The operating model is built around a state machine over files. A command advances the run to the next durable state, an agent answers the prompt for that state, and a recorder command validates the answer before materializing new work. A human operator approves every phase transition, including expert scope before reconnaissance, scenario routing after recon, the scenario backlog after the router answers, and the finding-triage backlog after candidate creation.

The durable chain runs from recon item to routing unit, scenario, scenario result, finding candidate, and triage decision. Recon agents discover review surfaces such as routes, sinks, auth boundaries, upload paths, parser entrypoints, manifests, and admin areas. A scenario-router agent turns those surfaces into scoped scenarios. Expert agents then prove or reject each scenario, and an independent triage agent decides which verified candidates become final findings.

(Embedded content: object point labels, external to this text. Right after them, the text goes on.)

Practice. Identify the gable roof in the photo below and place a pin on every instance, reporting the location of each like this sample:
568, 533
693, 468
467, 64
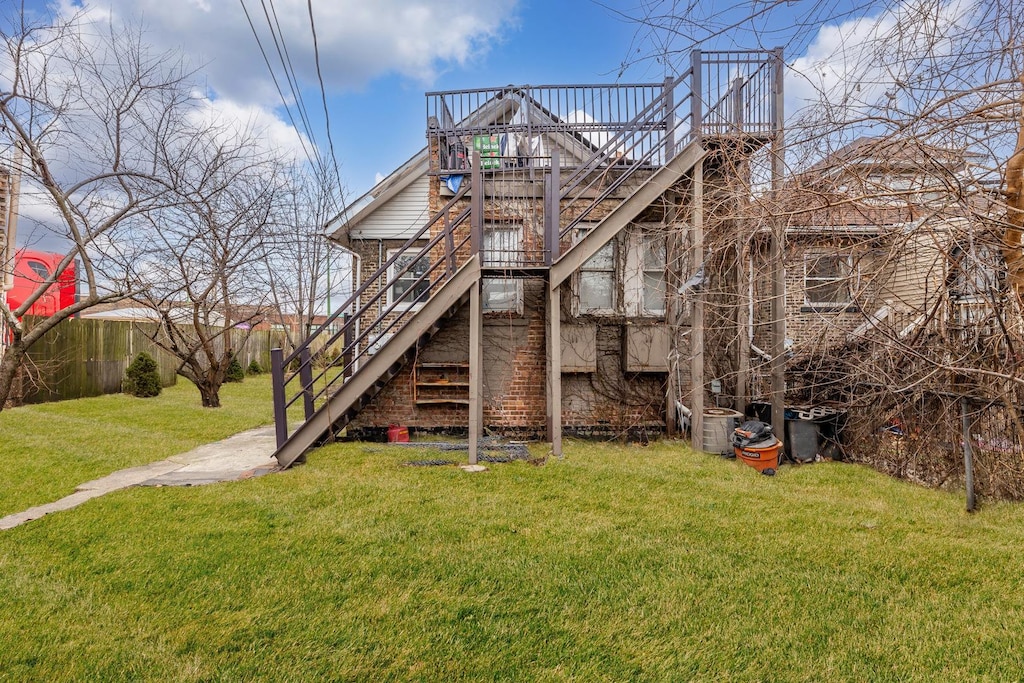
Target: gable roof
498, 110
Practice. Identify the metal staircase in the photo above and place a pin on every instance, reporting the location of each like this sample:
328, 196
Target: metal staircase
344, 364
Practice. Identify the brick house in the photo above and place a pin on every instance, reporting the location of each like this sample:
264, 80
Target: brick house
879, 240
520, 274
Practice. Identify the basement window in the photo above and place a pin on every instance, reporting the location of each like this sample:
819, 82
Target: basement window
404, 292
826, 281
502, 247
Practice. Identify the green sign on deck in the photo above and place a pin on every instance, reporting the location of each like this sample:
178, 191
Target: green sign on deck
489, 148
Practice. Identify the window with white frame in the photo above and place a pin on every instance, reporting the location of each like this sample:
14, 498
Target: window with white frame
502, 247
652, 264
598, 282
627, 275
827, 280
403, 289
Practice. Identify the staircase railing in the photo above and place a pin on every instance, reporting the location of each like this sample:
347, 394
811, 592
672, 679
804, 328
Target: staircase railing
722, 94
364, 323
729, 93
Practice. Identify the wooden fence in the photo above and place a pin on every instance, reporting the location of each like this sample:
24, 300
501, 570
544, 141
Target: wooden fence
88, 357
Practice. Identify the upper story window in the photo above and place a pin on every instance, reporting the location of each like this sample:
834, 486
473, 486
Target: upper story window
827, 280
653, 262
406, 290
502, 246
39, 268
598, 280
626, 276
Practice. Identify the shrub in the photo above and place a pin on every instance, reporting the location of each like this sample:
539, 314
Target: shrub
142, 377
235, 372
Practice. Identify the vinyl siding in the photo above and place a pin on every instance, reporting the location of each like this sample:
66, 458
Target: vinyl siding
399, 217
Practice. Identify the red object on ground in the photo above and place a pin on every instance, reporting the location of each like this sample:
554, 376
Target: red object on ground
31, 269
760, 458
397, 434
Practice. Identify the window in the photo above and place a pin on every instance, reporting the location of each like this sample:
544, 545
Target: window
826, 281
502, 246
631, 266
653, 272
39, 268
398, 290
597, 281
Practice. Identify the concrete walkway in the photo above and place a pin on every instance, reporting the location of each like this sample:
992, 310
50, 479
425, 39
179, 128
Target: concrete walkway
247, 455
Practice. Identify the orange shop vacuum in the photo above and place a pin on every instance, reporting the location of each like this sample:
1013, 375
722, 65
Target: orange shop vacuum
755, 443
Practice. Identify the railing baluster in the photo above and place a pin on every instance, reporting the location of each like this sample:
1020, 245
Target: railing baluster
306, 379
278, 381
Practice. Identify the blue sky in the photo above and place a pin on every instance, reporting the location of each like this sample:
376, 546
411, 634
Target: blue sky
379, 56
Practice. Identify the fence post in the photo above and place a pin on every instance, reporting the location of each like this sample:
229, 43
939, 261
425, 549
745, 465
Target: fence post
278, 380
306, 378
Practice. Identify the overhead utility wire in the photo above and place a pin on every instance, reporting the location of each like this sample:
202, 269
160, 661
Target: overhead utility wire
327, 115
276, 84
286, 61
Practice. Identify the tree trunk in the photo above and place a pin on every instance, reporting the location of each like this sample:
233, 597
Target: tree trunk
210, 393
9, 366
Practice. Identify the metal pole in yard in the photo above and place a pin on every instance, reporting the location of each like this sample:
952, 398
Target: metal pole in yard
278, 380
968, 458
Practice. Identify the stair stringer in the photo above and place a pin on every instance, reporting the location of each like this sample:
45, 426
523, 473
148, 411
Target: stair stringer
612, 224
380, 368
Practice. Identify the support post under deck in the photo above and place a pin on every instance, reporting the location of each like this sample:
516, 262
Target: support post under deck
696, 321
475, 371
555, 371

Twelve expert families aligned to OWASP and MITRE

The current registry defines 12 expert families as Markdown manifests, each declaring its id, category, ownership, standards, and routing signals. The set covers OWASP Top 10:2025 categories including Broken Access Control, Security Misconfiguration, Software Supply Chain Failures, Cryptographic Failures, Injection, Insecure Design, Authentication Failures, and Software or Data Integrity Failures. Additional families cover CWE-119 memory buffer errors, CWE-200 sensitive information exposure, CWE-22 and CWE-434 path traversal and unrestricted upload, and API4:2023 unrestricted resource consumption. SSRF is folded into Broken Access Control, matching the OWASP 2025 mapping of CWE-918 to A01:2025.

Optional enrichment with bundled Semgrep rules is available during the recon phase. Semgrep hits are treated as hints, with verified vulnerabilities required to come through the recorded scenario and triage chain.

OpenHack is available for free on GitHub.